To test whether the helicase activity of MOV10L1 was responsible for processing piRNAs, the researchers generated a mutated form of the enzyme in which a particular amino acid was changed in the region believed to be essential for its enzymatic activity. In test tube-based experiments, they found that while the normal enzyme was able to unwind RNA structures, the mutated form could not. As they anticipated, when mice with this mutant MOV10L1 were bred, the males were sterile and resembled mice that lacked MOV10L1 altogether.

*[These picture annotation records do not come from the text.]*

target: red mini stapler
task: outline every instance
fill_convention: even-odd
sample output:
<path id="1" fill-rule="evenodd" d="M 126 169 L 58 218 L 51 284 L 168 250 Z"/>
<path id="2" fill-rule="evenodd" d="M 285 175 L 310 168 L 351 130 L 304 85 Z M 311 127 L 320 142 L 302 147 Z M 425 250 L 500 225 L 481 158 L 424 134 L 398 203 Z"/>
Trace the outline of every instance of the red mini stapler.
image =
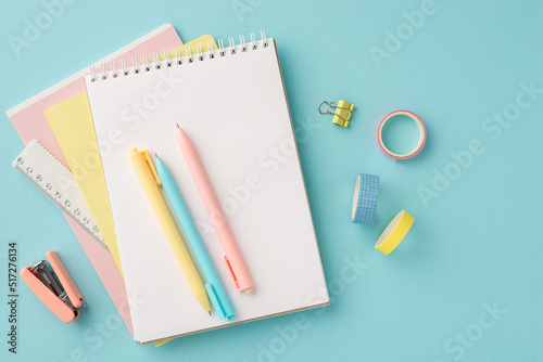
<path id="1" fill-rule="evenodd" d="M 34 267 L 23 268 L 21 277 L 54 315 L 71 323 L 79 318 L 81 307 L 87 308 L 85 298 L 56 251 L 49 251 L 46 257 L 53 271 L 49 270 L 46 260 L 41 260 Z"/>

“We think that this MOV10L1 complex is like a car, moving along a single-stranded RNA,” Wang said. “When it hits this G4 secondary structure, the complex cannot move any more so it pauses, which then allows another enzyme to cut in that location and release part of the transcript for additional processing. MOV10L1 then uses its helicase activity to untie the knots of the G-quadruplex, straightening it out and resolving the structure. This process happens repeatedly along the RNA precursor.”
“This complex appears to present the long strand of RNA to the nuclease and initiate the first cut, which is important for piRNA biogenesis,” Mourelatos said.
These chopped bits of RNA give rise to the mature piRNAs. piRNAs preserve the integrity of the germ line during sperm production by blocking the effects of retrotransposons, which could otherwise introduce damaging mutations.
Both Wang’s and Mourelatos’ labs plan to continue probing the MOV10L1 complex to elucidate more steps involved in the production of piRNA. Mourelatos is interested in the connection between piRNA biogenesis and mitochondria, where the RNAs are processed and where organisms produce most of the energy required to live.
“This leads us to wonder whether there is a metabolic connection that we don’t understand,” Mourelatos said.
Wang and colleagues also intend to search for ways to block this pathway.
“If we block the interactions between MOV10L1 and its associated proteins, we may be able to disrupt this complex,” Wang said. “And if you disrupt it, you would disrupt piRNA production, and that could have a contraceptive effect.”
Wang noted that blocking the production of piRNA at this stage could result in potentially reversible contraception, preventing sperm from being formed.
The study was supported by a Brody Family Fellowship, National Institutes of Health National Research Service Award fellowship F31HD081892, National Natural Science Foundation of China grant 31471228, Nanjing Medical University Startup Funding 2013RC02 and NIH grants GM072777 and HD069592.